Hey, Mr. LaPierre, the LGBT community is far stronger than the NRA
In the late 1980’s early 1990’s I volunteered at the Zen Center in the Castro district of San Francisco. I didn’t understand what was happening with AIDS nor why but I wanted, as a heterosexual woman, to get a sense of it. There was no better place than the Zen Hospice in the heart of the Gay community.
When the Supreme Court ruled on Friday, June 26, 2015, for equal marriage rights for the LGBT community and all people, I remembered my time at the Castro hospice center, and I thought how incredibly far our country had come in 25 years.
No movement is created or strengthened without the blood, the fire, the tears, the commitment, the love or the unnecessary loss of life of some of its members. I have marveled and been witness to the determination and the growing strength politically, economically and spiritually of that community. I have had the honor of working with some of the most powerful voices within that community, so I know one thing to be true. I know that LGBT people will create a movement to defeat the stupid, ignorant, hate-filled agenda of the NRA. We are not talking the second amendment, though that too has been corrupted by ignorance. We are talking about the ability to buy a Sig Sauer in 38 minutes, an automatic weapon with reduced kick and so light weight a 4-year-old could use it.

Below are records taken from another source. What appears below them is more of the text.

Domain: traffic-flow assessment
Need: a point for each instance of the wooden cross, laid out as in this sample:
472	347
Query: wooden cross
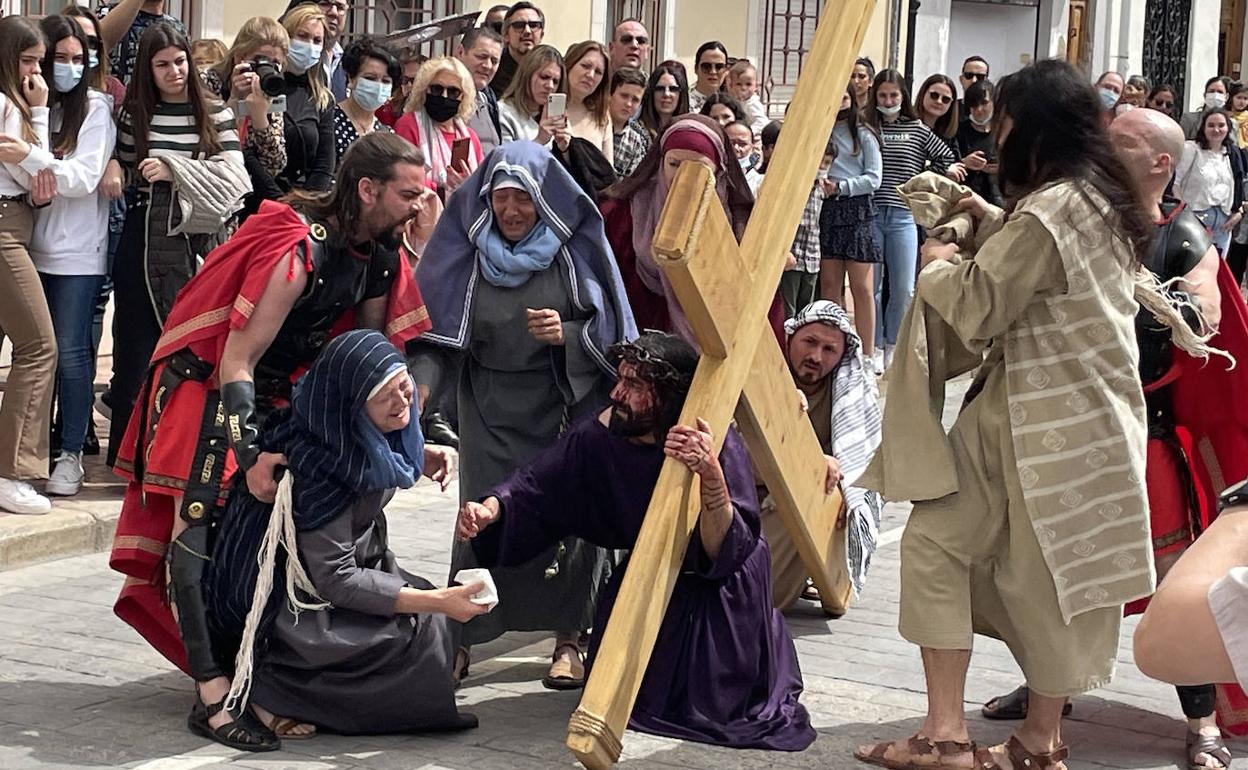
725	291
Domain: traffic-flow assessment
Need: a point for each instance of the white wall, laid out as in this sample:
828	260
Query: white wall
1002	34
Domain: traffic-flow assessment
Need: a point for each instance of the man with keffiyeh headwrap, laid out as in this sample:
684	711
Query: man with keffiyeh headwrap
373	648
825	360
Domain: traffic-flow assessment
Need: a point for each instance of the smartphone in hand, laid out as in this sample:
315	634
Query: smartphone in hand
557	104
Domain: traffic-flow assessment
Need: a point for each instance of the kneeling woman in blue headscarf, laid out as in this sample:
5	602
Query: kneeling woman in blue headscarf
372	649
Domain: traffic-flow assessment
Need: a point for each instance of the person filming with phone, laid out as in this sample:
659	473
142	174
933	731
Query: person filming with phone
443	99
531	107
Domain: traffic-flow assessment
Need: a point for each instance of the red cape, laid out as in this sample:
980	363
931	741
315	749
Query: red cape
1212	427
219	298
224	293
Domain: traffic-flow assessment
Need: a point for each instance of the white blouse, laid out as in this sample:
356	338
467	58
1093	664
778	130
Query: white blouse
1204	180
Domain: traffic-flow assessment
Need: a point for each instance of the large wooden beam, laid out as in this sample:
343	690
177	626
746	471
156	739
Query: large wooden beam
597	728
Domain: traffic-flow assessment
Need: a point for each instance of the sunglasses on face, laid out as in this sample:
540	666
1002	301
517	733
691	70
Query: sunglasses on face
448	91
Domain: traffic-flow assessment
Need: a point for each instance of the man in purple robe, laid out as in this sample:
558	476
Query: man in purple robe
724	669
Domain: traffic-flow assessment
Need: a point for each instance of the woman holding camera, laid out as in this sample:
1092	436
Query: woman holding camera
372	71
250	77
443	97
70	237
181	156
308	105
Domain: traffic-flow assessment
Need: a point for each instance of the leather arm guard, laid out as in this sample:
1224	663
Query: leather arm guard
238	399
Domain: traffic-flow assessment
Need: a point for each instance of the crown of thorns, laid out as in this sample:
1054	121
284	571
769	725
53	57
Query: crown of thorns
649	366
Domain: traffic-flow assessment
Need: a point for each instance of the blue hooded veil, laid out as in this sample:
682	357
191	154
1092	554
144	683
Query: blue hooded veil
451	268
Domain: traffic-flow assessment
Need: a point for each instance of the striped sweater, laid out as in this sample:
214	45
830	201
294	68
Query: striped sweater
174	132
906	147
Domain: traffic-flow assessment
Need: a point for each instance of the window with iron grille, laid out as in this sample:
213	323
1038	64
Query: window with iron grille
386	16
788	34
650	13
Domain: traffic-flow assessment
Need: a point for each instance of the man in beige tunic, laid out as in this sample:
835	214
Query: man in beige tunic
1045	536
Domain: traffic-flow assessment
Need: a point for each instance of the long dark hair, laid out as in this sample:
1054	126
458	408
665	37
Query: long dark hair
946	126
16	35
1057	134
99	74
142	94
74	102
871	114
1202	141
854	120
649	114
372	156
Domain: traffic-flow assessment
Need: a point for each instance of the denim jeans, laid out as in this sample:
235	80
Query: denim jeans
71	302
899	238
1213	220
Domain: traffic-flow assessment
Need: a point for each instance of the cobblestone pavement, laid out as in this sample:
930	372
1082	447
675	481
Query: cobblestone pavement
80	689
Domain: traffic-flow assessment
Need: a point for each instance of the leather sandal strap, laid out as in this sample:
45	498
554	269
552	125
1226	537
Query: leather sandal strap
1022	759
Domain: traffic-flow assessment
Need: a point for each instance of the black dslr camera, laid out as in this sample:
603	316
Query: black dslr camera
271	80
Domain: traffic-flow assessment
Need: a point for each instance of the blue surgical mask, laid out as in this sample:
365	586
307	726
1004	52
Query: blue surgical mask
371	94
302	56
66	76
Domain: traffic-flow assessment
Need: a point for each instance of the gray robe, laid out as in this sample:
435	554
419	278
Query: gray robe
516	396
358	668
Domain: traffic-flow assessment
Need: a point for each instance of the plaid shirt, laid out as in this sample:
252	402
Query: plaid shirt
632	144
805	243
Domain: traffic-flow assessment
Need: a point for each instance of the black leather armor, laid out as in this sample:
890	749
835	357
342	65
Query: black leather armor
1182	241
341	277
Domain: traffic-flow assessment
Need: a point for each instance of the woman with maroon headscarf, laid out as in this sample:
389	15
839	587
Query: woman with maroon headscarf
632	214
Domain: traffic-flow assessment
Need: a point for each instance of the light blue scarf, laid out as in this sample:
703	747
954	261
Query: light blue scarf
509	266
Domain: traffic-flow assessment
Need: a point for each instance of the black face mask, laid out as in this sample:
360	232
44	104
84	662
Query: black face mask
441	109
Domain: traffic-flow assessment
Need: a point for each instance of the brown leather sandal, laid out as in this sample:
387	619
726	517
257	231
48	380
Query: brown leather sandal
917	745
565	674
1022	759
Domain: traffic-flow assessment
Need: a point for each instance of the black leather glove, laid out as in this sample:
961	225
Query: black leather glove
238	399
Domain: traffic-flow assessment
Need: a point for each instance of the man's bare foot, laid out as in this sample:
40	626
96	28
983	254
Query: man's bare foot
1204	744
286	729
214	692
920	751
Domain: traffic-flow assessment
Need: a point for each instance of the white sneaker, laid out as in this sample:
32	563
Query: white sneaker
66	478
20	497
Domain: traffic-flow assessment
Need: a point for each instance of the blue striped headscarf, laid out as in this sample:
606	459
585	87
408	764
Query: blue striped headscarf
331	446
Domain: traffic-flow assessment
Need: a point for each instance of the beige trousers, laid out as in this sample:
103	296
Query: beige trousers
25	408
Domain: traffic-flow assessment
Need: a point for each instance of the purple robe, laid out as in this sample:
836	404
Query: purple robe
724	669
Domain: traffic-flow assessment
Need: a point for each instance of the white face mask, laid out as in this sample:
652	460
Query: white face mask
302	56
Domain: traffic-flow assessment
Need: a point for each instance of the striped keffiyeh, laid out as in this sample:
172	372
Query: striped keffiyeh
856	431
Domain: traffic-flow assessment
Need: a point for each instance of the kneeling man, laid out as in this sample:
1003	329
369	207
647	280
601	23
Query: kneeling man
724	669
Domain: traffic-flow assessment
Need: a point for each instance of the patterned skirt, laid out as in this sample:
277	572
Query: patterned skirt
846	230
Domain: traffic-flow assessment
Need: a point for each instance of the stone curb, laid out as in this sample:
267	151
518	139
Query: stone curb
70	529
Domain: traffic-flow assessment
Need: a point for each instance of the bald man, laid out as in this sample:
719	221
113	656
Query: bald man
1150	144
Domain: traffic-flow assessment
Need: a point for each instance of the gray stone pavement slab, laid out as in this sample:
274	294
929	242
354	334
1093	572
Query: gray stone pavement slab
79	689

I don’t believe that 49 young people lost their lives for nothing. I believe that 49 young people lost their lives to start another movement – a movement so powerful that Muslim Americans, Newton families, churches of all faiths and denominations, heterosexuals, Mental health organizations and reasonable people everywhere will again join with the LGBT community to disrupt the power of the NRA over a Republican Congress. A congress filled with people of so little integrity, courage or thoughtfulness that it too will dissolve under the pressure of a movement that started in Newtown, CT., and strengthened in Orlando, Florida.